LaTeX documents need to be compiled! yeah u heard it right but this little effort is justified....why? you will realize soon!

For example to compile my LaTeX doc and see the resulting PDF I did the following:
  1. Compile TeX file: Produces DVI (device independent output) file. --> abc.dvi
  • Menu text: Compile TeX
  • Command: Path\to\Miktex\bin\directory\latex.exe
  • Argument:$(FileName)
  • Initial dir: $(FileDir)
2. Configure Yap( Yet another Previewer) to preview how ur document looks...

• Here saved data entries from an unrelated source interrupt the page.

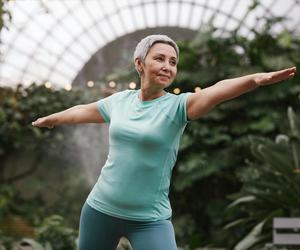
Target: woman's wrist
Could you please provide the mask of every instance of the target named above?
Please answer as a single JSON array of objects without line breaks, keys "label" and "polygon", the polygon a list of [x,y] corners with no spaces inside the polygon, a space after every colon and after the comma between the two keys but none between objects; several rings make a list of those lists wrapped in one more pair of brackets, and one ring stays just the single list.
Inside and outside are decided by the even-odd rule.
[{"label": "woman's wrist", "polygon": [[57,113],[46,117],[46,124],[48,128],[53,128],[58,124]]},{"label": "woman's wrist", "polygon": [[47,123],[50,125],[50,127],[54,127],[59,124],[59,119],[58,119],[58,113],[54,113],[50,116],[48,116],[48,121]]},{"label": "woman's wrist", "polygon": [[256,73],[253,75],[253,81],[256,87],[260,87],[263,85],[264,81],[266,80],[265,75],[266,73]]}]

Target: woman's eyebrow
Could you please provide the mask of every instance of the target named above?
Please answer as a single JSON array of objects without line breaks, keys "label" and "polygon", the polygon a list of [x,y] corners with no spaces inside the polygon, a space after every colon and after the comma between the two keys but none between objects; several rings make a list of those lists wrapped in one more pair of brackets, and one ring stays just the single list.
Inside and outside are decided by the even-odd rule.
[{"label": "woman's eyebrow", "polygon": [[157,53],[154,56],[166,56],[165,54]]},{"label": "woman's eyebrow", "polygon": [[[155,54],[154,56],[166,56],[165,54],[162,54],[162,53],[157,53],[157,54]],[[175,60],[177,60],[177,58],[175,57],[175,56],[171,56],[171,59],[175,59]]]}]

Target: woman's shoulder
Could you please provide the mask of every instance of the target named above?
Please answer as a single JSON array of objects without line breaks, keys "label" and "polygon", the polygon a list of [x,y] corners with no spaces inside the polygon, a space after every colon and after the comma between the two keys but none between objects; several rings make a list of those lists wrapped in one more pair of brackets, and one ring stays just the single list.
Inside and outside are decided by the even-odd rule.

  • Menu text: Open File using Yap
  • Command: Path\to\Miktex\bin\directory\yap.exe
  • Argument:$(FileTitle).dvi
  • Initial dir: $(FileDir)
3. Create quality pdf documents:
  • Menu text: Create PDF
  • Command: Path\to\Miktex\bin\directory\dvipdfm.exe
  • Argument:$(FileTitle).dvi
  • Initial dir: $(FileDir)

Apply > OK

4. Thats it....look up a sample latex doc in google is all u need to produce flawless documentation. By flawless I mean...auto-equation numbering, Table of COntents, Sections, Appendix andBibliography taken care of in a fairly intuitive, organized and reusable way.

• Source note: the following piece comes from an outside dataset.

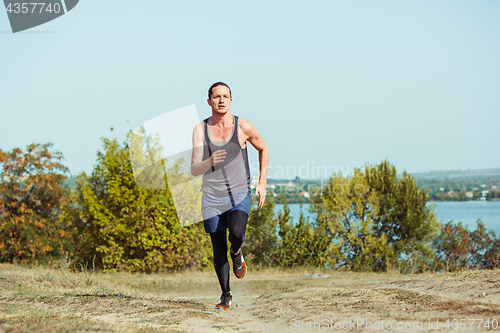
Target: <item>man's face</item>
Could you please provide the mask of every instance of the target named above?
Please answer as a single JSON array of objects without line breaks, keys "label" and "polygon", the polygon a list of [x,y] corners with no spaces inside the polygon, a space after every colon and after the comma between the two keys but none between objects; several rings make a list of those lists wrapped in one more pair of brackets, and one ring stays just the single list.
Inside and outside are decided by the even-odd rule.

5. Oh!! what about diagrams, graphs, charts?? Yes your LaTeX document requires all the images, diagrams charts be available in encapsulated post script (.eps) format....well...help is available on the next line:

Check out ImageMagick: http://www.imagemagick.org/script/binary-releases.php


For example: on a Windows machine
Save Excel charts as .bmp or jpg images using MSPaint. I assume you have downloaded and installed ImageMagick by now,
just open a command prompt and type:
convert abc.jpg -compress none eps2:abc.eps

Now include this figure in your document using this simple macro:
\begin{figure}[htbp]
\centering
\includegraphics[width=12cm, height=9cm]{abc.eps}
\caption{Figure Caption goes here}
\label{fig:reference}
\end{figure}

you are smart enough to customize dimensions, caption and label for figure

Voila! you have ur eps figure ready to be embedded in your document!!



if you chose to write ur thesis using LaTeX, your school will probably have a template, besides a lot of useful online material available..just like this one[;-)]..

So, if you have a comment or two ..would like to hear from you!!

and as all LaTeX guides end with, "Happy LaTeXing!"